Artikel uit de Guardian
“In an attempt, during his conference speech, to emphasise the importance of long-term planning David Cameron relayed a nice anecdote about a “great hall in Oxford”. In the 19th century, Cameron said, the hall’s oak beams needed replacing, and they found “500 years before someone had thought … those beams will need replacing one day” and planted some oak trees. “Just think about that,” he urged his audience.
The great hall in Oxford Cameron was referring to appears to be that at New College and the story one that gained prominence when narrated by Stewart Brand on his TV series How Buildings Learn. It was subsequently deployed by others as a pleasant illustration of the value of foresight.

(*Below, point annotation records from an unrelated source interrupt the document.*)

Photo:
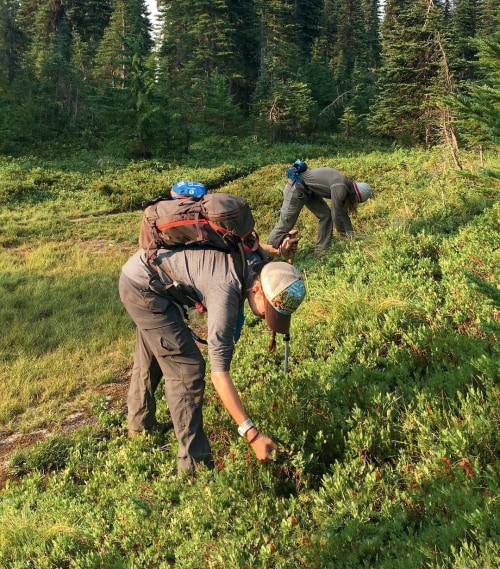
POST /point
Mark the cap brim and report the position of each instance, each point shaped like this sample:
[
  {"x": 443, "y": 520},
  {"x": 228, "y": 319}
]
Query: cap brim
[{"x": 277, "y": 322}]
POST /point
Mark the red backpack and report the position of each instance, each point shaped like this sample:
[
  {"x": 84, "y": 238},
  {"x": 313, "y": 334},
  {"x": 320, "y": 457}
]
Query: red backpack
[{"x": 219, "y": 221}]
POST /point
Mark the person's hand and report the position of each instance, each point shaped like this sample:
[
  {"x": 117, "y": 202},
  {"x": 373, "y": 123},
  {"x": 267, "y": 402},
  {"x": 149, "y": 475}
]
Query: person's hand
[
  {"x": 263, "y": 446},
  {"x": 289, "y": 246}
]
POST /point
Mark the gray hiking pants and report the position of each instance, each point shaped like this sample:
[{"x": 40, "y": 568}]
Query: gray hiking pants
[
  {"x": 295, "y": 197},
  {"x": 165, "y": 347}
]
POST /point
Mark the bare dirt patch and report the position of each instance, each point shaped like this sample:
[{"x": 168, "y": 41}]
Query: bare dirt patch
[{"x": 11, "y": 442}]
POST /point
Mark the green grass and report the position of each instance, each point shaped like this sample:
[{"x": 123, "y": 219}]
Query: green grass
[{"x": 389, "y": 414}]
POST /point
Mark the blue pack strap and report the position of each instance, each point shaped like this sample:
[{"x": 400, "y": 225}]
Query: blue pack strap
[
  {"x": 293, "y": 175},
  {"x": 239, "y": 323}
]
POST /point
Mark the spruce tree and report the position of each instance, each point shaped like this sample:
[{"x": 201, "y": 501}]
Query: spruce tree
[
  {"x": 124, "y": 76},
  {"x": 478, "y": 109},
  {"x": 408, "y": 78}
]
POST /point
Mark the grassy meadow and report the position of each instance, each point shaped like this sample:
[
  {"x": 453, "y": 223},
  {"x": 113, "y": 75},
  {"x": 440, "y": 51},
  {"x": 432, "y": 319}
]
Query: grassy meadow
[{"x": 388, "y": 417}]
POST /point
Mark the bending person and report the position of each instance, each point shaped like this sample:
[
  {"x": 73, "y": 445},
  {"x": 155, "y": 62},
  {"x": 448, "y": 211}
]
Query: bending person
[{"x": 310, "y": 188}]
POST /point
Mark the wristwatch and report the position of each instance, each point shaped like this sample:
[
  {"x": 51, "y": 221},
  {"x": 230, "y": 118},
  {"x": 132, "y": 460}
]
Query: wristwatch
[{"x": 244, "y": 427}]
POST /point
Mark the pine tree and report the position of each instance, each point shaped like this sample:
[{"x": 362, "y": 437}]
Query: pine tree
[
  {"x": 11, "y": 39},
  {"x": 408, "y": 84},
  {"x": 125, "y": 76},
  {"x": 199, "y": 55},
  {"x": 282, "y": 104},
  {"x": 478, "y": 109}
]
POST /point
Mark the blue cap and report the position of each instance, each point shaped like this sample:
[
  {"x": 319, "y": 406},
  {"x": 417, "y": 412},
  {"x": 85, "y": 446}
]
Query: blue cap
[{"x": 188, "y": 190}]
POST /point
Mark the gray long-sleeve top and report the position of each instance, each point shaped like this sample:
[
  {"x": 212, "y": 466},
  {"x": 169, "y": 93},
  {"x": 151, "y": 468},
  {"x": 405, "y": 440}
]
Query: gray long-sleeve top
[
  {"x": 332, "y": 184},
  {"x": 213, "y": 274}
]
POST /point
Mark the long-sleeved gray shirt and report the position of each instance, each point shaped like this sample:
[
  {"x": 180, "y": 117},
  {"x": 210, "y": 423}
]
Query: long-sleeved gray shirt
[
  {"x": 213, "y": 274},
  {"x": 331, "y": 184}
]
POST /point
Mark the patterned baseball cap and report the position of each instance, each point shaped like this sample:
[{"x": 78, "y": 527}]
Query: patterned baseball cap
[{"x": 284, "y": 290}]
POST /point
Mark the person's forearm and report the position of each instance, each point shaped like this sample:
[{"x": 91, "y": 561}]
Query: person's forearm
[
  {"x": 229, "y": 396},
  {"x": 269, "y": 250}
]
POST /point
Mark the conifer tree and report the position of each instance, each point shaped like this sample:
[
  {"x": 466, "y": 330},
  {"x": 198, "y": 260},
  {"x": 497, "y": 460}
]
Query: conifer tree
[
  {"x": 283, "y": 104},
  {"x": 124, "y": 74},
  {"x": 10, "y": 40},
  {"x": 200, "y": 55},
  {"x": 478, "y": 109},
  {"x": 408, "y": 84}
]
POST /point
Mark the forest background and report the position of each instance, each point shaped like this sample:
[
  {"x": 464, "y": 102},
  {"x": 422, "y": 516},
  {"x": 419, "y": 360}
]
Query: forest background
[{"x": 388, "y": 418}]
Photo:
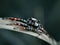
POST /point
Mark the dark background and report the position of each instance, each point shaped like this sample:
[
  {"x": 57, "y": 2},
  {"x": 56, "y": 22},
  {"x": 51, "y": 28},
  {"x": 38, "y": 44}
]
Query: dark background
[{"x": 48, "y": 11}]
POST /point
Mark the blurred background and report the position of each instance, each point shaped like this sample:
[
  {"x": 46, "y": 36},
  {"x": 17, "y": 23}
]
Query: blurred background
[{"x": 48, "y": 11}]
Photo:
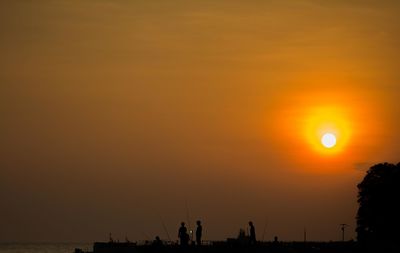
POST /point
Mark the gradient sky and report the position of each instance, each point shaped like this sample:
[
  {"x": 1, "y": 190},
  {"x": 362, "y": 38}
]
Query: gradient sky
[{"x": 117, "y": 116}]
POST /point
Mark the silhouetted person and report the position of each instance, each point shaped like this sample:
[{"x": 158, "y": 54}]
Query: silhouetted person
[
  {"x": 183, "y": 235},
  {"x": 157, "y": 242},
  {"x": 252, "y": 235},
  {"x": 199, "y": 232},
  {"x": 275, "y": 243}
]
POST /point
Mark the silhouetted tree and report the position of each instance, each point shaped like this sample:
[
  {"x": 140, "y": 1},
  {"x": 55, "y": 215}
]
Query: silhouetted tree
[{"x": 378, "y": 216}]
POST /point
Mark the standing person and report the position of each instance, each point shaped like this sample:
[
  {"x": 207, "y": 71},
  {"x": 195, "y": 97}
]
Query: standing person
[
  {"x": 199, "y": 232},
  {"x": 252, "y": 234},
  {"x": 183, "y": 235}
]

The only problem is that the New College story appears to be false, or as the college’s archivist Jennifer Thorp put it back in 2008, in an essay about the tale, a “myth”.
She told the Guardian on Wednesday: “The New Buckinghamshire estates from which these trees were supposed to have come had not actually been acquired by us 500 years before the trees were needed. To have earmarked trees specifically for a chamber does not make any sense.”
According to her 2008 paper, the land was acquired by the college in 1441, 70 years later than the first building of the hall, while the restoration was carried out in 1863-65. “I was hoping we had done with this particular chestnut,” she told the Guardian.
If the prime minister was indeed referring to New College, his timing might also be said to leave something to be desired. The famous dining hall, said to be the oldest in both Oxford and Cambridge, is currently closed for refurbishment and is expected to remain so until September next year. In explaining the closure, which has nothing to do with the oak beams, the warden suggested that perhaps the college was not so hot on foresight as Cameron had indicated. Sir Curtis Price suggested that the catering facilities were “barely compliant” with regulations and that the refurbishments were “long-overdue”.”